The hatchlings then have to attack the player for a chance to get the disease. If you get this far — the Mirelurk Queen can be a tough boss — the spawn have to continue attacking the player for several minutes. That’s if you’re lucky. The Queen may not generate hatchlings at all. The hatchlings might die before you get The Whoopsies, or they won’t carry the disease. Players also need to come stocked with plenty of anti-radiation medicine, Metzger noted, stating that the ability was hot-keyed in his attempts. Luck, supplies, and time have to be on your side.
“Mirelurk Queens can be a pain to deal with,” Darth Obnoxious said.

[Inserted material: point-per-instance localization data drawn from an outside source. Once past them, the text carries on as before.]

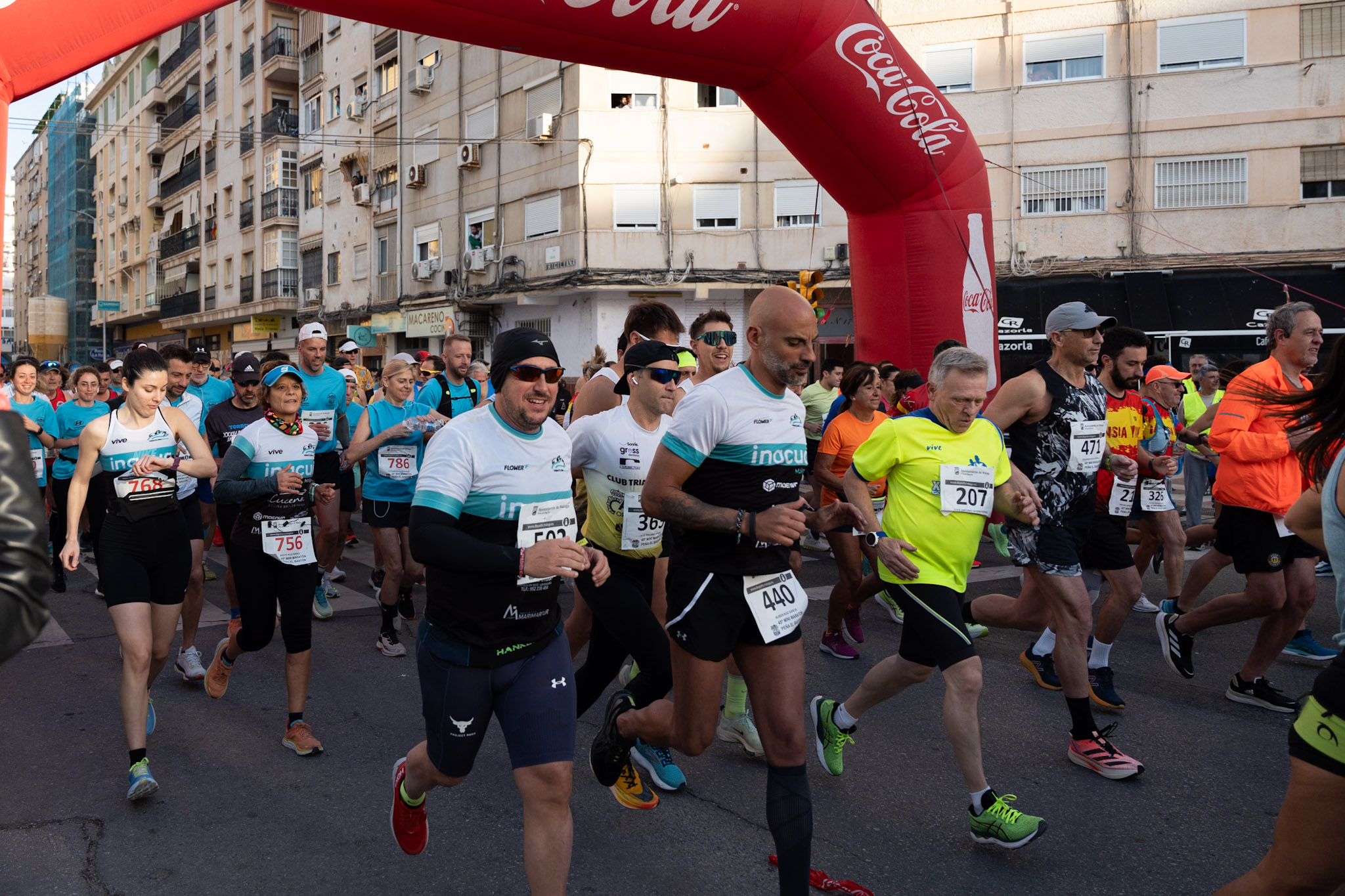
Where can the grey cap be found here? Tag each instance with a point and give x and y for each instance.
(1075, 316)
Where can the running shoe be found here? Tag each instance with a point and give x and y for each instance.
(850, 625)
(740, 730)
(893, 609)
(1043, 668)
(1305, 645)
(1002, 825)
(609, 752)
(217, 676)
(188, 666)
(658, 763)
(631, 792)
(142, 782)
(410, 825)
(1178, 648)
(322, 610)
(1102, 689)
(829, 738)
(835, 644)
(300, 738)
(1101, 756)
(1259, 692)
(390, 645)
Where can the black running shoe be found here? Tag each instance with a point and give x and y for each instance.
(611, 752)
(1259, 694)
(1176, 647)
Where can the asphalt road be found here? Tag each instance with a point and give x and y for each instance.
(240, 815)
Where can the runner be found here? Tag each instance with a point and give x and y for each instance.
(612, 452)
(70, 421)
(1056, 418)
(144, 544)
(391, 433)
(926, 543)
(269, 471)
(1258, 481)
(491, 499)
(858, 421)
(728, 475)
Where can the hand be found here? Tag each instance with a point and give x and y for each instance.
(554, 557)
(288, 481)
(892, 554)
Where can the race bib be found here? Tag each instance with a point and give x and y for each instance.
(542, 522)
(638, 530)
(776, 601)
(1122, 498)
(1087, 440)
(1153, 496)
(397, 461)
(966, 489)
(291, 542)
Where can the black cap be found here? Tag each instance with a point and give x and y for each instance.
(516, 345)
(643, 355)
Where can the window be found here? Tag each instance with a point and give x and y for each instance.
(798, 203)
(1323, 172)
(712, 97)
(717, 206)
(542, 217)
(950, 68)
(1200, 183)
(1201, 42)
(479, 124)
(1064, 191)
(1069, 56)
(1321, 30)
(635, 206)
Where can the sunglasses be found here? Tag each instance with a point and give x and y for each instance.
(720, 336)
(530, 373)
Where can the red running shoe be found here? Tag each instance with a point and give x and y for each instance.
(409, 824)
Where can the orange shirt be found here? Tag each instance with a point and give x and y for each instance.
(841, 438)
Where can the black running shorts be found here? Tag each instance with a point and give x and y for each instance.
(533, 700)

Bethesda Game Studios/Bethesda Softworks
It wasn’t until late last year, after six months of trying for the “All Diseases” challenge, that Darth Obnoxious finally got the elusive Whoopsies. It was on a whim — his play group had nearly given up on the challenge. But one fateful day, they just happened to stumble on a Mirelurk Queen which seemed prime for a photo opportunity. But since the mutated crab kept attacking them while they posed for pictures, the clan decided to try for The Whoopsies one last time. Darth Obnoxious recalls letting “diseased [hatchlings] nip me as they pleased,” just to see what would happen. After about five minutes, and after months of contracting a wide swath of ailments and diseases, his character finally got The Whoopsies. Some of his friends, he notes, gave up along the way.
“I am glad that it was a challenge, and I am happy that having diseases was built into the game in a way that it can be either a detriment or a bonus depending on the way you choose to play [it],” he told Polygon. “I feel for all of the level one critters that have lost their lives from approaching me when I am trudging along over-encumbered, but have no plans on removing the Plaguewalker mutation.
“My appreciation for the various diseases that I harbor from time to time will probably remain for as long as I play Fallout 76.”